After first being undecided and then voting for three GOP proposals to kill Obamacare, U.S. Sen. Cory Gardner (R-CO) says he has yet to figure out whether he’s supportive of the latest Republican healthcare proposal, put forth by Sens. Bill Cassidy (R-LA) and Lindsey Graham (R-SC), which would, among other things, end Obamacare’s Medicaid subsidies and, instead, block grant most of Medicaid expansion funds to the states.
Asked this morning by KDMT’s Jimmy Sengenberger if could see himself supporting the Cassidy-Graham plan, Gardner said he was “certainly” “interested in it,” but declined to throw his support behind the measure.
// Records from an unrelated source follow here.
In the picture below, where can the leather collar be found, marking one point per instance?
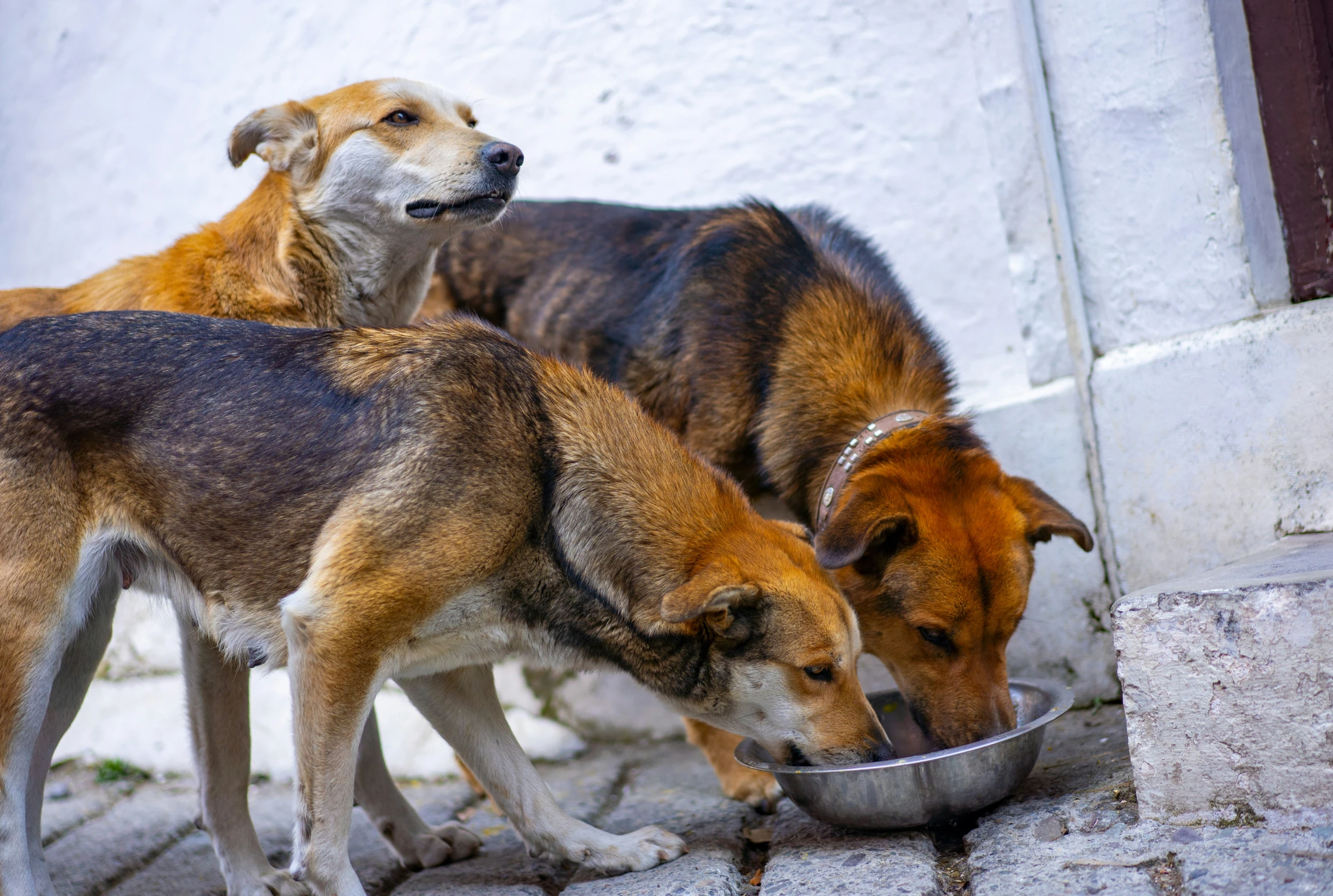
(872, 434)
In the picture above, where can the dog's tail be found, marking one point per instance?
(31, 302)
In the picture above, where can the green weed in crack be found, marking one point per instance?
(951, 847)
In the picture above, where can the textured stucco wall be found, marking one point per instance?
(1147, 163)
(124, 110)
(908, 116)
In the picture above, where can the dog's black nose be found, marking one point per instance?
(506, 157)
(881, 753)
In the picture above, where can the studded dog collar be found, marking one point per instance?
(876, 431)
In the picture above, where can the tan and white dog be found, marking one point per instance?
(412, 503)
(364, 186)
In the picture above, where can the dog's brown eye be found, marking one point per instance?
(937, 638)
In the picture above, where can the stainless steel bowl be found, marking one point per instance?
(917, 787)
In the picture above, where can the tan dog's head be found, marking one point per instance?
(395, 155)
(932, 543)
(781, 648)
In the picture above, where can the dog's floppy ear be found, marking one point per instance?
(864, 535)
(803, 532)
(1045, 515)
(711, 591)
(286, 137)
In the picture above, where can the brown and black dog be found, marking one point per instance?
(364, 184)
(769, 342)
(415, 503)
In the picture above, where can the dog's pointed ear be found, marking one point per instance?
(286, 137)
(1045, 515)
(864, 535)
(711, 591)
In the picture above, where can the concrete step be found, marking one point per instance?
(1228, 688)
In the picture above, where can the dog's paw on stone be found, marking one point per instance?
(759, 790)
(639, 851)
(280, 883)
(440, 846)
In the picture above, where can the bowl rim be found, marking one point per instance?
(1063, 698)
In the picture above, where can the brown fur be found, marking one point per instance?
(478, 500)
(274, 258)
(291, 255)
(767, 340)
“Yeah, I’d have to get the specifics of it,” Gardner told Sengenberger. “But I certainly am interested in it. And I think it’s the right direction, in terms of giving the states more empowerment and the tools that they need to make a solution, anywhere from Burlington to Grand Junction and everywhere in between, how they can tailor it to the needs of the state. So, it is something that I am very intrigued by. I’d have to understand how the formula works a little bit. And they’re being very quiet about how the formula would work. But it does sound like it could result in a 42% increase in funding for the state of Colorado. And so, I just need to learn more about it.”
Vox’s Sarah Kliff described the Cassidy-Graham plan as such:
The proposal would eliminate the health care law’s subsidies for private insurance and end the Medicaid expansion. The health insurance marketplaces would no longer exist as they are envisioned to continue under other Republican proposals.
The federal government would convert some (but not all) of that spending into a lump-sum payment to states. States could choose to spend this money on providing insurance — or they could use it to fund high-risk pools, or do other activities to pay the bills of patients with high medical needs. States wouldn’t get this money for free: They’d be required to kick in a small percentage themselves.
The plan hasn’t been scored by the Congressional Budget Office yet, but analysts who have studied Cassidy-Graham estimate it would cut deeply into federal funding for the health law programs, likely resulting in millions losing coverage.
Gardner described the Cassidy-Graham as a proposal “to create a block grant system that would give the states control over their Medicaid dollars – their insurance dollars—and let the states create a system that is tailor-made to the people of their states, recognizing the differences between a Colorado and a Connecticut, and how each state can tailor their own approach. So, that’s an idea that continues to be talked about, and we’ll see how that goes.”
On air, Gardner lamented to Sengenberger that recent U.S. Senate actions on healthcare were not bipartisan, and he wants Democrats to join him in a bipartisan effort to fix the health care system in America–even though Gardner was a leader of a completely partisan and secretive GOP strategy to kill Obamacare in the U.S. Senate.
Asked by Sengenberger why he thinks the stock market is doing so well, Gardner said the “regulatory relief” passed by Congress as “working.” To increase wage growth, Gardner said business growth “ripples down” and will result in better wages eventually.